Como toda construcción, la pose del escritor profesional también se aprende y se cimenta con los años. Miguel Ángel Correa, ese era el nombre detrás del seudónimo de «Mateo Booz», compuso esa imagen y le sacó provecho en un momento donde la literatura santafesina se encontraba en una instancia casi embrionaria. «Ser» o «parecer» el primero, fue el máximo aporte que dio Mateo Booz a las letras santafesinas.

No obstante, dos escritores tuvieron una influencia directa en la consolidación de esta imagen: Florencia Sánchez y Hugo Wast. Sánchez fue muy estricto con Booz mientras coincidieron en la redacción del diario «La República», en Rosario. Sobre todo, en lo que tenía que ver con la observación del entorno y de los tipos humanos. La temprana incursión como autor de teatro de Booz con la obra «Mecha» denuncia la influencia de Florencio Sánchez que ya era un consolidado escritor del género.

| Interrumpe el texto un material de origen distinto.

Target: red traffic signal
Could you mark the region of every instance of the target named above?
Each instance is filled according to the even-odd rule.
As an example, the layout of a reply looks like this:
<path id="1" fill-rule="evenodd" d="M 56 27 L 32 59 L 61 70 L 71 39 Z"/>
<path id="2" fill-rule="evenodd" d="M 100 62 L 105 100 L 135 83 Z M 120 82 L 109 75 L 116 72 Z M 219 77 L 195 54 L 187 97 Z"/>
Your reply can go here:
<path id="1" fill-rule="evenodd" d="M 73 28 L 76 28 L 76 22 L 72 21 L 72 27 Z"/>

Con Hugo Wast es conocida la anécdota sobre las vacaciones que pasó Correa en Córdoba, en la estancia «El durazno» propiedad de Martínez Zuviría. Allí Wast lo sentó a escribir una cantidad de horas diarias y le exigió que no se levantara hasta terminar dos novelas: «La reparación» y «El agua de tu cisterna», actualmente inhallables. De esa rutina «a lo Wast» surge el seudónimo con que firmaría todos sus textos posteriores: «Mateo», por el profeta y «Booz», por el bisabuelo del rey David. Pero además esto le sirvió para familiarizarse con el oficio de la escritura. Wast lo convence de no pagar la edición de sus libros sino de insistir con las editoriales hasta que compren su obra, aunque cobre lo mínimo. La escritura era un trabajo y como tal debía dar rédito.

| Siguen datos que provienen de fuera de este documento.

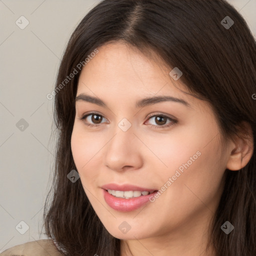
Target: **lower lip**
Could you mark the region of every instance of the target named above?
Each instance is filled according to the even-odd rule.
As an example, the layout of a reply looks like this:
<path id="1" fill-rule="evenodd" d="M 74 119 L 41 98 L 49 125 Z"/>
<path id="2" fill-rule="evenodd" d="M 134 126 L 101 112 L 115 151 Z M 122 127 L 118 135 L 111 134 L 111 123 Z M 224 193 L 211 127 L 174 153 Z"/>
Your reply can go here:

En «Santa Fe, mi país», su mejor libro, Booz traza una región muy propia, con límites, extensión, cartografía y hasta habitantes perfilados por un cronista que observa, desde lejos, con fingido disimulo, ese ambiente que sugiere una discreción irónica. Mateo Booz no denuncia, más bien espía, se asombra y cuenta. Dueño de una prosa impecable, la picardía de un escritor que sabe las flaquezas de su tierra, sobreabunda un anecdotario de patronas cuyos hijos preñan chinitas y esposas que sospechan pero que, por resguardo a la murmuración, callan. Hay pescadores que regresan a un barrio que no existe, juristas corruptos y pueblos separados por una vía tan absoluta como una frontera.

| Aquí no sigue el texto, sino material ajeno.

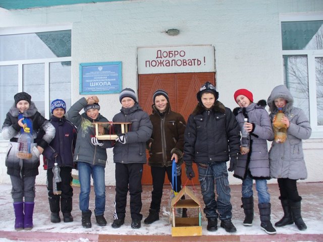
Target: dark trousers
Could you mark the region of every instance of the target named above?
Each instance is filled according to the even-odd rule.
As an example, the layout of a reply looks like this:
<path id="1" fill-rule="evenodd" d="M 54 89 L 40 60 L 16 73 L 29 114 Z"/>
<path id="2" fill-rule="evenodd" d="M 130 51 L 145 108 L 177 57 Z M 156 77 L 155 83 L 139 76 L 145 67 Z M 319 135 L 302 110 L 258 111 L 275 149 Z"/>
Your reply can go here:
<path id="1" fill-rule="evenodd" d="M 142 163 L 132 164 L 116 163 L 116 210 L 114 219 L 124 219 L 126 216 L 127 195 L 130 195 L 130 213 L 132 219 L 142 219 L 140 214 L 141 202 L 141 177 L 142 177 Z"/>
<path id="2" fill-rule="evenodd" d="M 277 179 L 281 198 L 288 199 L 294 202 L 301 201 L 302 198 L 298 195 L 296 184 L 297 180 L 289 178 L 279 178 Z"/>
<path id="3" fill-rule="evenodd" d="M 72 183 L 72 168 L 60 167 L 61 172 L 60 175 L 62 178 L 61 189 L 62 194 L 55 195 L 52 193 L 52 178 L 54 174 L 52 173 L 52 168 L 47 170 L 47 189 L 48 190 L 48 197 L 55 198 L 61 196 L 62 198 L 70 198 L 73 197 L 73 188 L 71 186 Z"/>
<path id="4" fill-rule="evenodd" d="M 181 166 L 180 165 L 177 166 L 179 168 L 177 169 L 177 176 L 176 180 L 174 179 L 174 183 L 172 183 L 172 166 L 164 167 L 158 167 L 151 166 L 151 176 L 152 177 L 152 192 L 151 192 L 151 202 L 150 203 L 150 208 L 154 209 L 159 212 L 160 210 L 160 203 L 162 202 L 162 197 L 163 196 L 163 188 L 164 187 L 164 182 L 165 179 L 165 173 L 167 174 L 168 180 L 173 188 L 175 192 L 178 192 L 181 191 L 182 186 L 182 181 L 181 180 Z M 174 177 L 175 178 L 175 177 Z M 175 186 L 175 185 L 176 186 Z"/>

Siempre termino leyendo «Los regalos de Fred Devores» en clave gay. Es el único cuento del libro que está escrito en primera persona y su protagonista es una discreta, aunque «medio cuete» vecina de barrio sur. La anécdota es pequeña. Una mujer enviuda, tiene apuros económicos, le pide dinero a un yanqui amigo de su marido, éste se lo niega, pero en su lugar le manda cajas con bombones. Después nos enteramos que dentro de esas cajas, Devores le envía periódicamente billetes. Lo curioso, que hace del cuento uno de los mejores de Booz y un relato genial de la literatura santafesina, no es lo que se dice sino lo que sugieren los silencios o las erráticas interpretaciones de la protagonista sobre el yanqui.

Las rarezas de Devores son justificadas por la narradora echando mano a comentarios pueriles que, en lugar de aplacar el asombro, lo exaltan. Llaman su atención: la relación gestualmente amorosa entre su esposo y Fred, la frialdad primera mientras el esposo vive y después una comprensión ilimitada para con la viuda, la recurrencia de encuentros donde el hombre promete protección pero que llegado el momento se la niega, ese divorcio de Fred tan lejano, con una mujer que terminó siendo una «alocada» actriz de cinematógrafo y, sobre todo, la descripción de la estancia de Devores, decorada a lo Gloria Swanson, con caballeros fumando en las sombras o correteando con las muchachas en las canchas de tenis mientras los obreros tatinados los espían. La protagonista no arriesga adjetivos para lo que ve de ese amigo tan íntimo de su esposo, pero entiende que algo oculta, algo que es mejor callar, no tanto por ella sino por el mismo Fred y por el finado.

Entiende que las apariencias sustentan la paz de ese país tan especial y nuestro que es la Santa Fe de Booz.